Il résulte du troisième alinéa de l’article 1231-6 du code civil que le créancier auquel son débiteur en retard a causé, par sa mauvaise foi, un préjudice indépendant de ce retard, peut obtenir des dommages et intérêts distincts de l’intérêt moratoire.
En l’espèce, la bonne foi de M. [L] est présumée et les raisons pour lesquelles il n’a pas acquitté le loyer sont équivoques ; d’ailleurs, l’appelante n’allègue même pas qu’il aurait délibérément cessé de payer le loyer alors qu’il avait les moyens de le régler.
En conséquence, sa demande indemnitaire présentée à hauteur de 800 euros ne peut pas prospérer.
Conformément à l’article 696 du code de procédure civile, les dépens de première instance et d’appel doivent être supportés par M. [L], étant rappelé que la disposition du jugement dont appel ayant statué sur les dépens n’est pas critiquée.
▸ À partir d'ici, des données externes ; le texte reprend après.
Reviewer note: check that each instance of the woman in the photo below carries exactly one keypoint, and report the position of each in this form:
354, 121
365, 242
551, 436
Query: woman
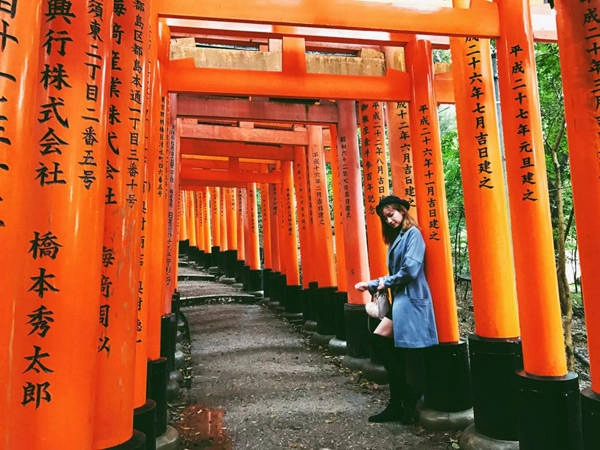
400, 342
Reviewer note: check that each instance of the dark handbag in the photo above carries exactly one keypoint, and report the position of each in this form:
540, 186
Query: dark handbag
379, 305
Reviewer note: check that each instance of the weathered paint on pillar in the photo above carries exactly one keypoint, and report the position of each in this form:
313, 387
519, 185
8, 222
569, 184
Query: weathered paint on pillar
486, 213
172, 202
331, 156
200, 235
241, 199
223, 219
156, 216
350, 185
251, 238
289, 235
401, 159
183, 216
579, 46
18, 69
215, 209
375, 180
539, 308
274, 227
431, 195
122, 240
232, 218
323, 241
52, 384
304, 232
192, 219
265, 204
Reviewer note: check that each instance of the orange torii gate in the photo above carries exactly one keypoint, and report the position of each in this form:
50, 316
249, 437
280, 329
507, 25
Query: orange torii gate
477, 19
45, 389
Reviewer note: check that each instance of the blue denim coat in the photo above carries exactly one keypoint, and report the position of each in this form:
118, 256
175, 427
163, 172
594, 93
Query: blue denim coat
412, 307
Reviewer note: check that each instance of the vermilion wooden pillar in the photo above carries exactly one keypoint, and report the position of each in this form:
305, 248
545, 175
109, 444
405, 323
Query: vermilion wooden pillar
172, 203
241, 199
495, 348
123, 203
450, 391
353, 228
401, 159
288, 235
340, 257
223, 219
20, 70
200, 214
144, 53
375, 180
301, 191
320, 211
265, 203
54, 337
192, 220
215, 221
252, 242
183, 216
274, 201
548, 392
352, 207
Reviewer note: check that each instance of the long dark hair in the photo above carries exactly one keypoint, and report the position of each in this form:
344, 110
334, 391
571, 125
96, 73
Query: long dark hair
390, 234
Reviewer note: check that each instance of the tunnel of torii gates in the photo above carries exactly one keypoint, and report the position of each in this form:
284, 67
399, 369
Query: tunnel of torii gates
130, 128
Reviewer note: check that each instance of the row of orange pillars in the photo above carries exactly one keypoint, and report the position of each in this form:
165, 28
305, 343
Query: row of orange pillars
512, 370
89, 208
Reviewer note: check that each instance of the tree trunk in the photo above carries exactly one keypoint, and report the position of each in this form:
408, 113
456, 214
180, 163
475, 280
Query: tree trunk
561, 261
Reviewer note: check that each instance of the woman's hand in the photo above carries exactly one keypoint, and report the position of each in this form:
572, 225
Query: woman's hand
361, 286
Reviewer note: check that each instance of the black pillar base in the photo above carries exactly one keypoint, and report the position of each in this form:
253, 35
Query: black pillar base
340, 299
144, 420
158, 378
494, 363
183, 246
137, 442
278, 288
230, 263
357, 333
325, 306
447, 378
309, 311
254, 280
267, 282
549, 413
590, 417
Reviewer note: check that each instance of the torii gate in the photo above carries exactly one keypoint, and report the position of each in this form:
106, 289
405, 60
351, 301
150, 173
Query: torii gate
66, 233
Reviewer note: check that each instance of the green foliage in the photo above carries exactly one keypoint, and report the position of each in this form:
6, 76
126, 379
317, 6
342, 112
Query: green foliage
552, 111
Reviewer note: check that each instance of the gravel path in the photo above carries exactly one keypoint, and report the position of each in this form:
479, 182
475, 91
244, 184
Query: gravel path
257, 383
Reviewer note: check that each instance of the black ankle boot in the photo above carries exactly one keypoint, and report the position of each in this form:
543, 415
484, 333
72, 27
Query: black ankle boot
410, 414
394, 412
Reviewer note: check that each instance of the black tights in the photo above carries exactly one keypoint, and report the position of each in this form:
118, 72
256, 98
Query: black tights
406, 371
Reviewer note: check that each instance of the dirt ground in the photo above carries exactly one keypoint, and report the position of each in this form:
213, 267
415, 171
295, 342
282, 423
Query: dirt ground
256, 382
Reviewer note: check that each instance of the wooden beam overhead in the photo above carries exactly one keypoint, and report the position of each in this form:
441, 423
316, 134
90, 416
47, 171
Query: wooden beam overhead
237, 176
183, 77
190, 146
220, 164
193, 185
262, 32
481, 20
238, 109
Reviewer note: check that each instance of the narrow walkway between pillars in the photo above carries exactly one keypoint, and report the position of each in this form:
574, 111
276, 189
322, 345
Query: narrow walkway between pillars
255, 382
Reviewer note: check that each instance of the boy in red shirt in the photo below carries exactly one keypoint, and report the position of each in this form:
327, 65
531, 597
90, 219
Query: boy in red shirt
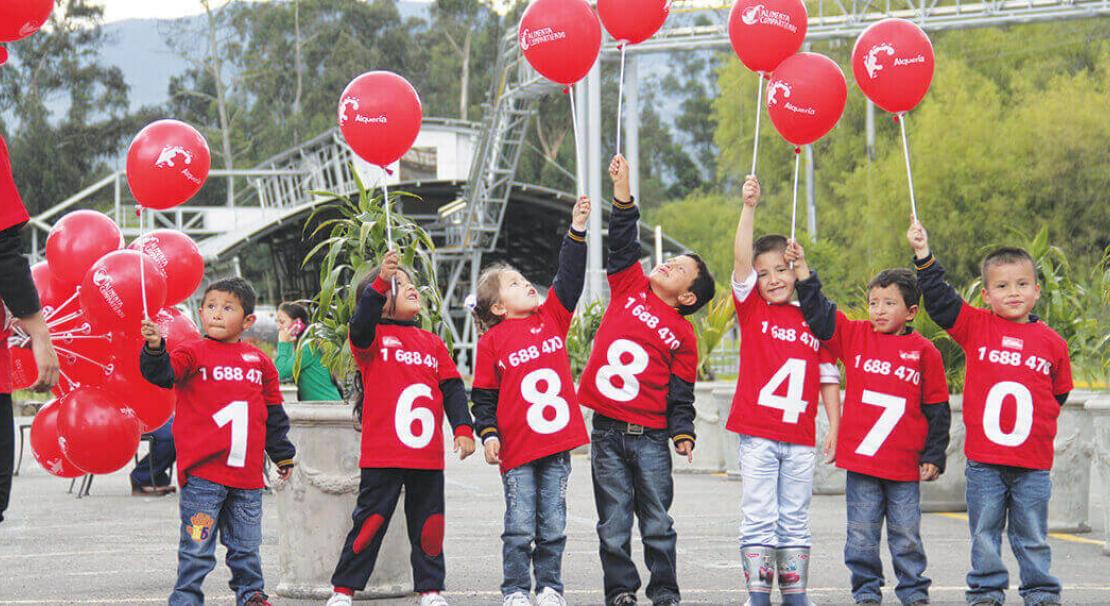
639, 382
229, 412
894, 427
783, 369
1018, 376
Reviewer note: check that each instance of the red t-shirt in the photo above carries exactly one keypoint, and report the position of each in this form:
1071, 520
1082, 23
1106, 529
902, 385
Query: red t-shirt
781, 369
888, 380
402, 412
641, 343
223, 391
1013, 374
525, 360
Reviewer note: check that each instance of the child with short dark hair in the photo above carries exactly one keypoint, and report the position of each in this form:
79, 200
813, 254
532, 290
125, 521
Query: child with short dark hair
229, 412
639, 382
410, 383
527, 414
1018, 376
783, 370
894, 427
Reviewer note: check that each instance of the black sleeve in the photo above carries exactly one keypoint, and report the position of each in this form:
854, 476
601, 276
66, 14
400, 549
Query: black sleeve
939, 417
485, 412
624, 236
572, 269
279, 447
819, 312
680, 411
366, 315
454, 403
155, 367
17, 289
941, 301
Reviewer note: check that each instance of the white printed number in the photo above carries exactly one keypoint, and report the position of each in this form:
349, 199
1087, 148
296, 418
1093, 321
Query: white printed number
407, 412
627, 372
892, 411
992, 414
236, 414
540, 402
794, 374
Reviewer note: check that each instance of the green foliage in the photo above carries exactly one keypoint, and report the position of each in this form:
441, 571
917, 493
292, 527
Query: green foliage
355, 241
579, 340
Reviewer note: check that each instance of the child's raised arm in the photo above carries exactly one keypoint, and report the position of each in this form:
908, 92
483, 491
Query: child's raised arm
742, 264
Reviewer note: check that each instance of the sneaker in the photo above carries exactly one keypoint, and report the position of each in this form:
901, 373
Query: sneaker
433, 598
339, 599
550, 597
626, 598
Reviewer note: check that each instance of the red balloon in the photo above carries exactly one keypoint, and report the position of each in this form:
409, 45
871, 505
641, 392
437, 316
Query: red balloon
561, 39
892, 63
111, 293
44, 443
22, 18
77, 241
380, 114
806, 97
633, 21
179, 259
765, 32
168, 163
94, 432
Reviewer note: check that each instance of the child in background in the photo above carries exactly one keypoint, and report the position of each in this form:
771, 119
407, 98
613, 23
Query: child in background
410, 381
1018, 376
783, 367
526, 412
894, 427
639, 382
229, 412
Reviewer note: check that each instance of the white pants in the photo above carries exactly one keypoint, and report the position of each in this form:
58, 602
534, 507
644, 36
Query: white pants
778, 483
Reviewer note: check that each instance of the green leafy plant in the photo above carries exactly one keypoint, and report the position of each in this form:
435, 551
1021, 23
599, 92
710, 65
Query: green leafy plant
354, 243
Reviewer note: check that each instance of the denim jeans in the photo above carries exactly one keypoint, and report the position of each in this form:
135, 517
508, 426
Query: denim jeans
535, 524
777, 480
632, 474
870, 502
205, 508
1016, 498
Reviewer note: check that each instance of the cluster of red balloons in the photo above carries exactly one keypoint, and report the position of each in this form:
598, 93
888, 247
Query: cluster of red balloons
91, 292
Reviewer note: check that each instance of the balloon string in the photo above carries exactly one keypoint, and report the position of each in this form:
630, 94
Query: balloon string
621, 96
909, 171
755, 150
794, 213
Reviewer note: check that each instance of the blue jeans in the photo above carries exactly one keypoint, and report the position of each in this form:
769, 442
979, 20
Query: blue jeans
1016, 498
778, 483
870, 501
236, 514
632, 474
535, 524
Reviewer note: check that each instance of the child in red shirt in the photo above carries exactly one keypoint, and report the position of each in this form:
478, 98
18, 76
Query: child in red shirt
527, 414
894, 427
410, 381
229, 412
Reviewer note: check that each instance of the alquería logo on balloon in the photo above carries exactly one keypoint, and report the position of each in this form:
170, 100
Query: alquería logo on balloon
871, 60
762, 16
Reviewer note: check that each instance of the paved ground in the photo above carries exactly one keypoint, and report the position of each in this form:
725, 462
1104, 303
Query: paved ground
115, 549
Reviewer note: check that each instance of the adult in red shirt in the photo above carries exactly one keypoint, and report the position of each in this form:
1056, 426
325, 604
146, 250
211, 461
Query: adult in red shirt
18, 296
1018, 376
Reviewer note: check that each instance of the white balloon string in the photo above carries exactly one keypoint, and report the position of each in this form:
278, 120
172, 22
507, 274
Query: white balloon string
621, 96
755, 147
909, 171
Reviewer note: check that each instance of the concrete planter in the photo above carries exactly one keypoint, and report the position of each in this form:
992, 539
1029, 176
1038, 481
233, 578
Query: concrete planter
947, 493
1099, 411
314, 508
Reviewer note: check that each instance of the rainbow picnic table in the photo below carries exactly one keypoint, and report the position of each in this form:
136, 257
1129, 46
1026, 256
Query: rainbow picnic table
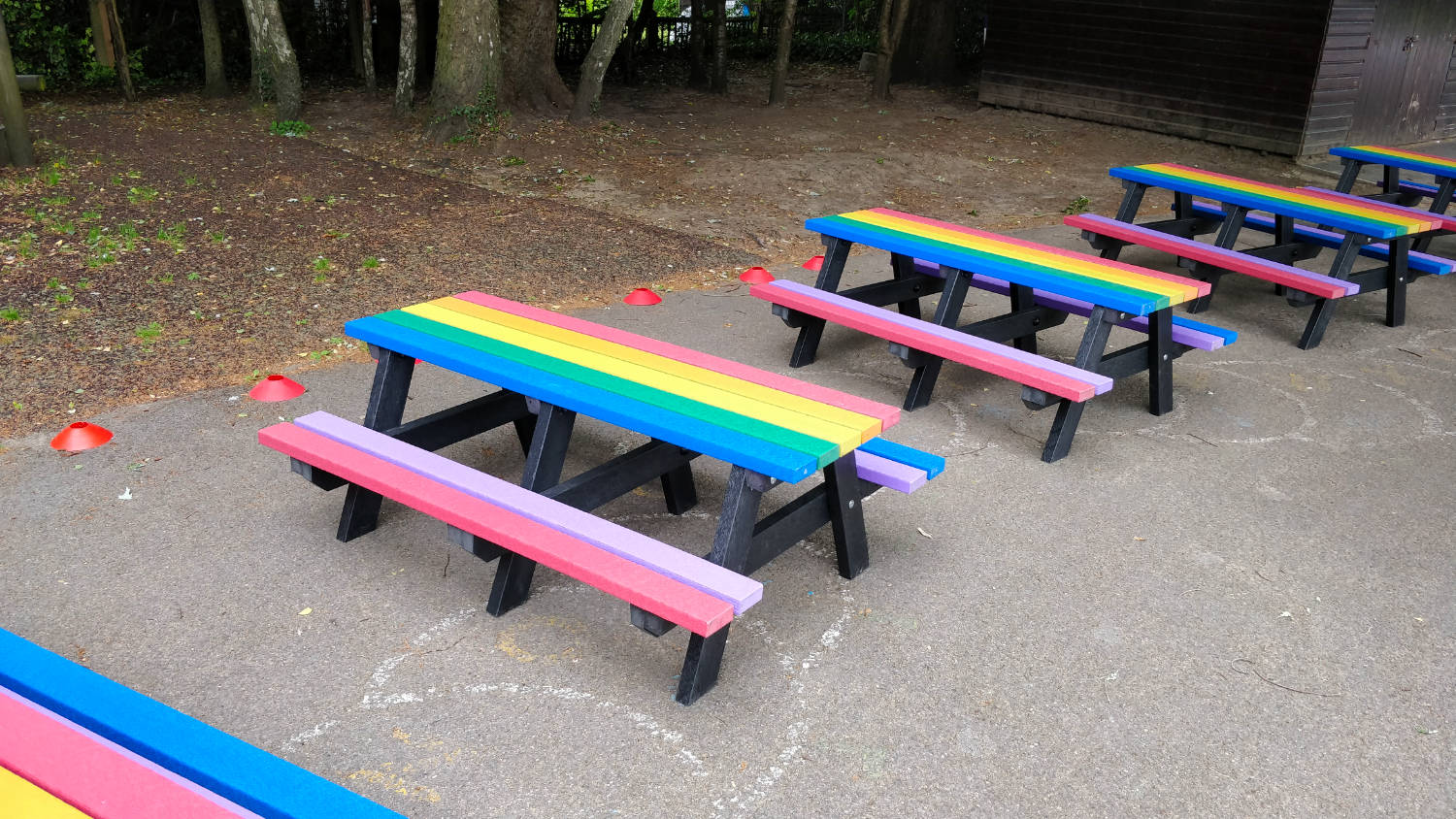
1044, 284
75, 743
549, 369
1225, 204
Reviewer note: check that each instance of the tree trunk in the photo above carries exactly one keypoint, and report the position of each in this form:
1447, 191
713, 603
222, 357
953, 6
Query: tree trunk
888, 41
778, 86
212, 49
468, 67
367, 44
274, 54
696, 47
530, 81
118, 51
12, 114
719, 84
588, 89
408, 52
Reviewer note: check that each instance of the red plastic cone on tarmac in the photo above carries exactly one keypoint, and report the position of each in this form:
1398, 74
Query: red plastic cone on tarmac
276, 389
81, 435
643, 296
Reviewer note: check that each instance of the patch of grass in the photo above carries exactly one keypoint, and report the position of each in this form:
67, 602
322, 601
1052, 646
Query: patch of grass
290, 128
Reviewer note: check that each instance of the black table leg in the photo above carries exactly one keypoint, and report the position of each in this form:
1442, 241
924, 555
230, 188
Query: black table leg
544, 463
731, 551
1069, 411
836, 252
1161, 361
386, 410
945, 313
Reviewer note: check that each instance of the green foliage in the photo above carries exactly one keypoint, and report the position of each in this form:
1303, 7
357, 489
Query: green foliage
290, 128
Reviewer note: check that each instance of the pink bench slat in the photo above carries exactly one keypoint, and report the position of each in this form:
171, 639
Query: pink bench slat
1287, 276
638, 585
622, 541
89, 775
1001, 360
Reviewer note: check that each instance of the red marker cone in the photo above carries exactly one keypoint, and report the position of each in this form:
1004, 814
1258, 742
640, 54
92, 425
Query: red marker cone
643, 296
276, 389
81, 435
756, 276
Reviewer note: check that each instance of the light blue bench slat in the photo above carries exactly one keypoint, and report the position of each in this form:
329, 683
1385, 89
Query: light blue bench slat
1185, 331
189, 748
622, 541
711, 440
1423, 262
931, 464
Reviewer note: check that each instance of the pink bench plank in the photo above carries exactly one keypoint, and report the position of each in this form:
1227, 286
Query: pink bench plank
1001, 360
887, 414
893, 475
1287, 276
90, 775
638, 585
622, 541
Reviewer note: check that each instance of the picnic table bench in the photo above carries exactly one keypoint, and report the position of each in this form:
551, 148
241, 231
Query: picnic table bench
1365, 229
549, 369
1044, 285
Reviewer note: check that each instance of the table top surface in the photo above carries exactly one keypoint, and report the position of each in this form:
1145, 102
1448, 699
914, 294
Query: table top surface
772, 423
1111, 284
1353, 217
1400, 157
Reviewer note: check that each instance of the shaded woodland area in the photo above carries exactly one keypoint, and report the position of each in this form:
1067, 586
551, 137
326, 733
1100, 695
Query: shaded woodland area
469, 61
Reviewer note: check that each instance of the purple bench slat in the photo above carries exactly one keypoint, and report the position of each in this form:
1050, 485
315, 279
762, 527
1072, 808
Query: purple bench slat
664, 559
891, 475
1182, 335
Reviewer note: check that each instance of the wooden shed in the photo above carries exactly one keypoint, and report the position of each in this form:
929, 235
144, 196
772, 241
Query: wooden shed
1292, 78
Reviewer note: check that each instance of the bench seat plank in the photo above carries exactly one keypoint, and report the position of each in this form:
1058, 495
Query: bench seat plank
961, 258
1287, 276
1175, 288
1417, 261
596, 355
783, 384
35, 743
1001, 360
1184, 331
928, 463
622, 541
823, 449
638, 585
730, 445
192, 749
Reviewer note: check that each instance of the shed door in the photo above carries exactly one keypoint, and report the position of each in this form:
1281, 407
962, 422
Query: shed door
1406, 67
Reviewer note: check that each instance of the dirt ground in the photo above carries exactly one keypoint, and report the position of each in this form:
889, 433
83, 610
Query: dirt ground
177, 244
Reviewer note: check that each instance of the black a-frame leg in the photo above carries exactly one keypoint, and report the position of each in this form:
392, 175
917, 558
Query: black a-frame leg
544, 464
386, 410
731, 547
1069, 411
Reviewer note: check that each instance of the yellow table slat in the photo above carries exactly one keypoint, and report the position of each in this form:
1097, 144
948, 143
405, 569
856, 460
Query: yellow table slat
1089, 268
844, 437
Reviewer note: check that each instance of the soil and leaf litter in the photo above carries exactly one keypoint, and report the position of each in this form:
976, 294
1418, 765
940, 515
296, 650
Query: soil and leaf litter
182, 244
Les conditions d’application de l’article 700 du code de procédure civile sont réunies en faveur de la bailleresse, à laquelle la cour alloue en sus de l’indemnité procédurale de 300 euros accordée par le premier juge sur ce fondement, la somme de 700 euros au titre des frais non compris dans les dépens exposés en cause d’appel.
PAR CES MOTIFS,
La cour, statuant dans les limites de sa saisine,
Confirme le jugement dont appel en ce qu’il a :
— débouté la SA Alliade Habitat de sa demande indemnitaire fondée sur l’article 1231-6 du code civil,
— condamné M. [P] [B] [L] à payer à la SA Alliade Habitat la somme de 300 euros sur le fondement de l’article 700 du code de procédure civile,
Pour le surplus, infirme les autres dispositions critiquées du jugement dont appel,
Statuant à nouveau et ajoutant,
Constate à effet du 31 mai 2023 la résiliation du bail liant M. [P] [B] [L] à la SA Alliade Habitat,
En conséquence,
— condamne M. [P] [B] [L] à payer à la SA Alliade Habitat, à compter du 1er juin 2023 et jusqu’à la libération effective des lieux se matérialisant par la remise de leurs clés, une indemnité mensuelle d’occupation égale au montant du loyer et des charges qui auraient dus si le bail n’avait pas été résilié, montant plafonné à 678,28 euros par mois,
— ordonne à M. [L] de libérer les lieux dans les meilleurs délais et au plus tard dans les deux mois de la délivrance d’un commandement d’avoir à les quitter ; à défaut, la SA Alliade Habitat pourra faire procéder à l’expulsion de M. [L] et à celle de tous occupants de son chef avec, au besoin, le concours d’un serrurier et l’assistance de la force publique,
Condamne M. [P] [B] [L] à payer à la SA Alliade Habitat la somme de 6 347,60 euros au titre du solde restant dû sur les loyers et charges échus au 31 mai 2023, arrêté au 21 mars 2024, outre intérêts moratoires au taux légal à compter du 31 janvier 2023 sur le principal de 4 996,79 euros et à compter du 7 juillet 2023 sur le surplus,
Condamne M. [L] :
— aux dépens d’appel,
— à payer à la SA Alliade Habitat la somme de 700 euros en application de l’article 700 du code de procédure civile en cause d’appel.